Once you roast the grains and convert them into malt, they’re ready for the mashing process. In this step, you add warm water (not scorching hot) to the malted grains. This warm water activates the dormant enzymes (amylase) that set off the hydrolysis of starch. In short, the mashing of malted grains means converting grain starch into maltose sugar.

Lauter the Mash

An ideal mash is the one that has almost all of its starch converted into sugar. But to make sure that all this sugar content ends in the wort, you need to lauter the mash. Lautering is the process where you pass the hot water through the mash over and over again to extract all the converted sugar trapped into the grain mush. While taking out all the maltose from the mash, you simultaneously increase the mash volume as well.

Prepare the Wort for Fermentation

After lautering the mash, you obtain the filtered wort with maximum sugar content and minimal grain residue. Cook this solution for one hour at medium heat. You’ll also add hops to the wort during this step. Hops will give a bitter and floral undertone to your German beer. The number of hops you’ll add here will determine your beer’s taste and “strongness”. More hops mean more bitterness and an overall strong taste and aroma.

You can add between 18 and 40mg of hops in one liter of wort. At 40mg/liter, you can get the most “hoppy” German beer. Don’t exceed the hop content beyond this value because it can throw the entire taste profile of the beer off balance.

Cool Down the Wort

After heating the wort for good 60 minutes, switch off the stove/burner and let the solution cool for an hour or two. Don’t rush into fermentation and add yeast while the wort is still lukewarm. You need to make sure that wort is cooled down to the temperature of regular unheated tap water. Once wort cools and settles down, pour it into a fermenter or other sealed container while filtering it with a strainer for hop residue.

Ferment the Wort

The next step in brewing German beer is adding the yeast to the filtered wort. This is where the magic happens when the yeast converts the sugar content of the malt into alcohol. Since we’re sharing a standard process of brewing German beer, there’s no particular duration of fermentation. If you want to make a strong and heady supply, let the wort ferment for a month or so.

If you want to be specific about the alcohol content in your crafted beer, calculate it yourself. You’ll need a hydrometer and the back of an envelope to run some calculations. First, measure the Specific Gravity (SC) of the wort before starting the fermentation. Then, measure it again once fermentation has begun. Subtract the previous SC from the final SC and multiply the obtained value by 131.25.

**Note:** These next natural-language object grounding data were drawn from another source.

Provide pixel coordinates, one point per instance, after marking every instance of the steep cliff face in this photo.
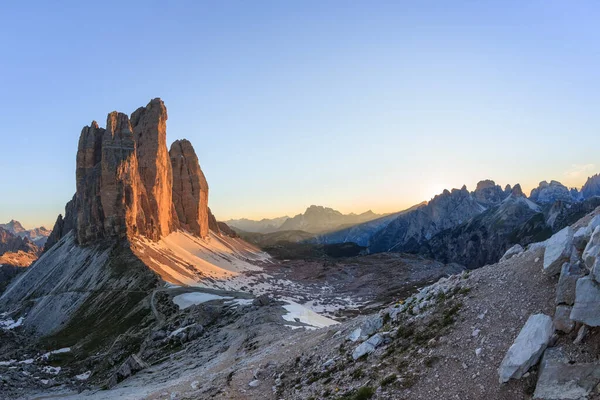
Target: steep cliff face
(125, 182)
(150, 134)
(190, 189)
(591, 187)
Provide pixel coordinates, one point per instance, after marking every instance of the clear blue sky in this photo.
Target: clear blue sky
(353, 105)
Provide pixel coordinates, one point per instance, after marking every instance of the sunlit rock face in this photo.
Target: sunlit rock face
(190, 189)
(125, 181)
(150, 134)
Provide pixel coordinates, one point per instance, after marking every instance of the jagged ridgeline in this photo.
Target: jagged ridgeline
(90, 284)
(129, 184)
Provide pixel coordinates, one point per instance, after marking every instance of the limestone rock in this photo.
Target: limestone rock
(367, 347)
(562, 319)
(190, 189)
(154, 166)
(561, 379)
(592, 249)
(126, 185)
(587, 302)
(131, 366)
(527, 347)
(565, 290)
(591, 187)
(548, 193)
(213, 225)
(513, 251)
(558, 250)
(581, 238)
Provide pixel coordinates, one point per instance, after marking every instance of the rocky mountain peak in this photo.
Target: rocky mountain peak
(547, 193)
(591, 187)
(190, 189)
(488, 193)
(125, 181)
(517, 191)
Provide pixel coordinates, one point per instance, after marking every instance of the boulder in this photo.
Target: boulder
(592, 249)
(527, 347)
(587, 302)
(581, 238)
(131, 366)
(559, 378)
(565, 290)
(562, 319)
(367, 347)
(595, 272)
(513, 251)
(354, 335)
(370, 326)
(558, 250)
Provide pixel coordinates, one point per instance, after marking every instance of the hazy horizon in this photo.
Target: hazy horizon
(349, 106)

The resulting number will be the percentage of alcohol in your brew (ABV% given on labels of beer bottles). Keep checking the final SC of the solution during fermentation and run this calculation. When the desired alcohol level is achieved, filter out the yeast particle from the solution.

Transfer the Liquid in Wooden Barrels

Once the desired fermentation level is achieved, transfer the liquid in wooden barrels and keep them in a cold and dark place for a couple of months. You can skip this step and directly package the beer from the fermenter into bottles. However, the 60-90 days of conditioning in the wooden barrels will give the beer its authentic German profile.

Our Final Thoughts

Like any other brew, you need to strike a perfect balance between all the brewing steps to prepare good German beer. From the right level of malt roasting to mash preparation for maximum sugar conversion and fermentation for the desired level of alcohol content—diligently complete every step of preparation, and you’ll end up with the original German lager.